Forte de ses dix-huit années d’expérience, elle a acquis une vaste connaissance des matières premières et de leur transformation. Fascinée par les produits naturels, leurs secrets et leur complexité, elle voit cette activité diminuer à la même vitesse que la qualité des produits. Chez Camilli, Albert & Laloue, Monique Rémy se bat haut et fort en faveur de produits naturels purs, rappelant leur rôle majeur dans la parfumerie de qualité. 

En 1983, elle crée sa propre entreprise, le Laboratoire Monique Rémy (LMR), avec pour objectif de fournir des matières premières de la meilleure qualité qui soit.
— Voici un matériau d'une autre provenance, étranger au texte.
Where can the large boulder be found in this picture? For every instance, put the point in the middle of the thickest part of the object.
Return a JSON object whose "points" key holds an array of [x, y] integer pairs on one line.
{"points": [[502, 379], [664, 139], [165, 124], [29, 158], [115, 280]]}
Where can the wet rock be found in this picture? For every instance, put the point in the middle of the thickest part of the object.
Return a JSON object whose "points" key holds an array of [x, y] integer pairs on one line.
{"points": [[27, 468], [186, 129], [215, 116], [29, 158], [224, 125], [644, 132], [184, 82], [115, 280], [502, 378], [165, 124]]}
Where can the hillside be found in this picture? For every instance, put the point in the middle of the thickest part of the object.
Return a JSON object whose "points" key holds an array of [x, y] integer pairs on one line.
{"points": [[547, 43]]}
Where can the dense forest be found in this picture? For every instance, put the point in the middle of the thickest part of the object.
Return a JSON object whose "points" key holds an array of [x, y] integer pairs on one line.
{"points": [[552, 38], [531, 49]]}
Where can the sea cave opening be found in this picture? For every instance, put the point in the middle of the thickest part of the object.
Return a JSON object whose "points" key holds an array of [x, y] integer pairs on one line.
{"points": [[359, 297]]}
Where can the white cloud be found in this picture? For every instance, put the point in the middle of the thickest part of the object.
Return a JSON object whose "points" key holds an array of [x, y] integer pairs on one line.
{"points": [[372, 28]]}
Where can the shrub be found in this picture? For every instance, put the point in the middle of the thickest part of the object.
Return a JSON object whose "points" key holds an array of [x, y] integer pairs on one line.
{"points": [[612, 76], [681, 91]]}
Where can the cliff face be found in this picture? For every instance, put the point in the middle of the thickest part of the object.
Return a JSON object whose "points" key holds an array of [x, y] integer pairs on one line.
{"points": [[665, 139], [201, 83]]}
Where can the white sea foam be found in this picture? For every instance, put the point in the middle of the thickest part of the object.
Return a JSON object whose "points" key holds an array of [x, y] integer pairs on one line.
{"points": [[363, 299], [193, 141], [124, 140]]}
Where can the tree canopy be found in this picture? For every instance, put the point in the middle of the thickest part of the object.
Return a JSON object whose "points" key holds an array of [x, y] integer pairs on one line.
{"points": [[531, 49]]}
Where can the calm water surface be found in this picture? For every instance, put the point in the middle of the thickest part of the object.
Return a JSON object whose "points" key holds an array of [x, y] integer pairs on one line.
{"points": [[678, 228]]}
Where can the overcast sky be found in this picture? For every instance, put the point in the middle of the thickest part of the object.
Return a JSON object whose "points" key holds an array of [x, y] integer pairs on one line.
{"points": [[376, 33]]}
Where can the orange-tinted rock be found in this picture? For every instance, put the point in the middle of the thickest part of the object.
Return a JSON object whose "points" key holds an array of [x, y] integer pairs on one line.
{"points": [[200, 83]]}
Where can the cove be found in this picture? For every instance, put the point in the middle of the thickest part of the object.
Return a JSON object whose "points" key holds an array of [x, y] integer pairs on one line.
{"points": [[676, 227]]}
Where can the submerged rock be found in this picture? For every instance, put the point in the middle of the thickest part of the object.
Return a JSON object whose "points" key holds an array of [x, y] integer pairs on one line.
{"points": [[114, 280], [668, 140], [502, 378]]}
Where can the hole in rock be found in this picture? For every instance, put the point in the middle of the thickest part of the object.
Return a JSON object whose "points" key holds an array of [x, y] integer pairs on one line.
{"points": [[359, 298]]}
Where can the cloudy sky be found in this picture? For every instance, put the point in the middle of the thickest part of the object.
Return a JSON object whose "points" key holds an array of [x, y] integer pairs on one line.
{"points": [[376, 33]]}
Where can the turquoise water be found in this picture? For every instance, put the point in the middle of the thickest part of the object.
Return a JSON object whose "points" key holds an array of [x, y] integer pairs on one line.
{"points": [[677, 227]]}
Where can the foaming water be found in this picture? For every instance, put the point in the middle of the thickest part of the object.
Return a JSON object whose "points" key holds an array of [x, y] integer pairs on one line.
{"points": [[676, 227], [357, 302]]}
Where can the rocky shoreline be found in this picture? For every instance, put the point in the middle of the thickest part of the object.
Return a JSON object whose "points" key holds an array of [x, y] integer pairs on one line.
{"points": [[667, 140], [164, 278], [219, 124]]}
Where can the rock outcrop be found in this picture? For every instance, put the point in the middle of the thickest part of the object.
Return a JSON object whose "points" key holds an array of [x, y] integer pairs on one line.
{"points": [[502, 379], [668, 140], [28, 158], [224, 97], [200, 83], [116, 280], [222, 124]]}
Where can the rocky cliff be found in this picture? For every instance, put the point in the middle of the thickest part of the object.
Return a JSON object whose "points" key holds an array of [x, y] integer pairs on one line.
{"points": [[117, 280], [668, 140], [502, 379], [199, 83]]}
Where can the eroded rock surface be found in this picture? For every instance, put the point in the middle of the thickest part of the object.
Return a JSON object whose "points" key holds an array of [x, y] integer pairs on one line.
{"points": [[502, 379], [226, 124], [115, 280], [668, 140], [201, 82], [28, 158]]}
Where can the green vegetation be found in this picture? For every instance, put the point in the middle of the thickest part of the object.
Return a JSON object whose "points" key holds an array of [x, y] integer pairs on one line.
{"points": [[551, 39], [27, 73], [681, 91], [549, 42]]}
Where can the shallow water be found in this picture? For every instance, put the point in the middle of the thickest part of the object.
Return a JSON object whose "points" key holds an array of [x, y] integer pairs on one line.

Elle décide d’aller à la source, de signer des contrats à long terme avec les agriculteurs, et adopte une approche durable, garantissant des produits purs. Elle axe son activité sur la transformation des concrètes en absolues et promeut des techniques novatrices comme la distillation moléculaire. Elle a pour premier client Chanel : un partenariat déterminant qui lui apporte de quoi développer son entreprise. Ses premières productions pour la marque de luxe sont des absolues de jasmin, de fleur d’oranger et de rose. En 1984, Monique Rémy s’associe avec une petite usine d’extraction d’Aumont-Aubrac, la Sadev (Société aumonaise d’exploitation végétale), qui se consacre aux jonquilles, narcisses et mousses d’arbres de la région. Elle y fait installer un atelier pilote, et dix nouveaux produits naturels font leur entrée (parmi lesquels la cire d’abeille, le son de blé, la sauge sclarée, le lavandin, la lavande, le mimosa, dont elle suit la transformation de A à Z). Son catalogue ne cesse de s’étoffer au cours des quinze années suivantes. LMR devient l’un des fournisseurs de matières premières naturelles les plus prestigieux au monde et rachète la Sadev en 1997. 
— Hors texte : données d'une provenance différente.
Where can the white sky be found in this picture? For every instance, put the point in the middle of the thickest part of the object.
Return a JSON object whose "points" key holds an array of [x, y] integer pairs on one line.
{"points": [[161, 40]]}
Dès 1998, il fallait penser à l’avenir, envisager de développer et d’investir, mais les moyens manquaient. En 1999, IFF a proposé de racheter la société, à la demande de ses parfumeurs, intéressés par la qualité de production et la réputation de LMR. En effet, la société était à même de garantir le niveau d’excellence de LMR, d’investir pour faire face aux exigences de la législation, de développer les partenariats avec les cultivateurs et d’investir dans la recherche et le développement, sans oublier le développement durable. 

En 2000, IFF fait ainsi l’acquisition de LMR. Monique Rémy supervise la transition durant trois ans avant de quitter la société. Passionnée, elle poursuit une activité en indépendante et soutient régulièrement l’Association des amis des jardins du musée international de la Parfumerie à Grasse. 

Au côté d’une poignée de femmes qui a su à cette époque s’imposer dans une industrie alors dominée par les hommes, elle témoignait dans Les Femmes en parfumerie. De la terre au flacon, de Rafaëla Capraruolo : « Si j’ai pu réussir, c’est grâce au fait d’être une femme, car mes concurrents, tous masculins à l’époque, ne se sont pas méfiés de moi, tellement ils étaient sûrs que j’allais échouer, précisément parce ce que j’étais une femme ! ».

Elle s’est éteinte le jeudi 4 janvier 2024 à Grasse, à l’âge de 88 ans.

Ce texte est en majorité issu de la collection LMR + Cahiers des naturels, qui rend hommage à ces matières premières naturelles qui ont peuplé la vie de Monique Rémy.